The ongoing crisis: a reality check

With the carnage on Wall Street continuing at a jaw-dropping pace and retirees and folks like me, who aspire one day to be a retiree, wondering how devastated stock portfolios might ever recover, a fella could be forgiven this week for investing a few moments in some serious self-pity. (This mournful investor sure has; talk about buyer's remorse!) Only approrpriate really after decades of national self-delusion reflected by our "what-me-worry" approach to deficit spending and deregulation.

Don't get me wrong: a world of hurt is opening up before a lot of working- to middle-class folks in America whose savings, 401ks, and home equity are crumbling before their smarting eyes because of this nearly incomprehensible market collapse. I feel their pain. No kidding, I do.

What most of us, so distracted by our own worries now, are not realizing, however, is that a world of hurt is already out there in the ongoing crises of hunger, poverty, and commodity-export fueled violence in the developing world.

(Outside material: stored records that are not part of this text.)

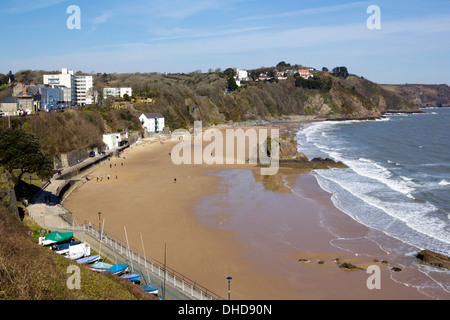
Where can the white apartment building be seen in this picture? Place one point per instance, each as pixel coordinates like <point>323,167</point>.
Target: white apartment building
<point>117,92</point>
<point>65,78</point>
<point>84,88</point>
<point>241,75</point>
<point>79,88</point>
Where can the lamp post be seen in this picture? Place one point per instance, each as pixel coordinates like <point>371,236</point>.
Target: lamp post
<point>99,226</point>
<point>229,285</point>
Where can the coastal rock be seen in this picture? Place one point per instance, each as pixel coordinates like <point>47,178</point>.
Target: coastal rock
<point>350,267</point>
<point>434,259</point>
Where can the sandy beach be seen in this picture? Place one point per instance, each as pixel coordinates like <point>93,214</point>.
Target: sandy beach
<point>228,220</point>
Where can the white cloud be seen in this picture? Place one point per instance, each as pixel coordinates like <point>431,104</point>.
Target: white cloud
<point>310,11</point>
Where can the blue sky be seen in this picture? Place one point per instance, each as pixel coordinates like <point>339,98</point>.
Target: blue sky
<point>412,45</point>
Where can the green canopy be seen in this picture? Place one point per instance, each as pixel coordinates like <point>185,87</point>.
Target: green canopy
<point>59,236</point>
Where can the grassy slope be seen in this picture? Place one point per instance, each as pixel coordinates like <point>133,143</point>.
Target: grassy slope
<point>31,272</point>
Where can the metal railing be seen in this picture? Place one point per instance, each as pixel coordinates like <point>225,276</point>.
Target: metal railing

Even before this market crisis began, food prices had been spiraling out of reach of the poorest in the global economy, propelling hunger and personal insecurity and destablizing already shaky societies in every hemisphere—particularly one of our nearest neighbors Haiti. Meanwhile the overall campaign against global want seems to have lost some steam in recent years.

The UN and World Bank have been urging greater support for the Millennium Development Goals of halving poverty and mitigating its worst excesses in health, hunger, welfare, and education by 2015. That means nearly doubling the foreign aid packages currently being offered by most of the First World economies now wounded and engrossed by the dominoing failures within their financial sectors.

It's hard to imagine now, after the inevitable belt tightening which will follow in the coming "market hangover" years, that anti-poverty campaigns long planned (many of which were on the cusp of powerful breakthroughs, e.g., efforts against malaria and polio) will be funded to the level that offers a chance of success. Instead, unfortunately, we are likely to see personal charitable donations and government foreign aid end up the first items on the budget cutting block while defense spending the world over remains perversely, sinfully sacrosanct.

That's a pity, not only because of the personal suffering it will engender, but because the surest, most cost effective means of securing a just and peaceful future begins with judicious and equitable distribution of economic resources. Even in the face of this crisis, we need to continue those small investments for peace, out of the mercy of our hearts and the wisdom of our own foresight, or we can continue our short-sighted and costly disbursements on defense, anti-investments which will only secure future instability, enmity, and misery.

We are all likely to suffer in the coming months and years as the good ship capitalism attempts to wring itself off the treacherous reef we've struck, but the first to suffer and those likely to suffer the most are the people suffering the most already, the hungry, the poor, the uneducated, the poor in health and spirit, whether in Chicago or Nairobi or Jakarta. We in the first world who will be tempted to put them at the bottom of our priority lists as we sort out this mess do so to their peril—and to ours.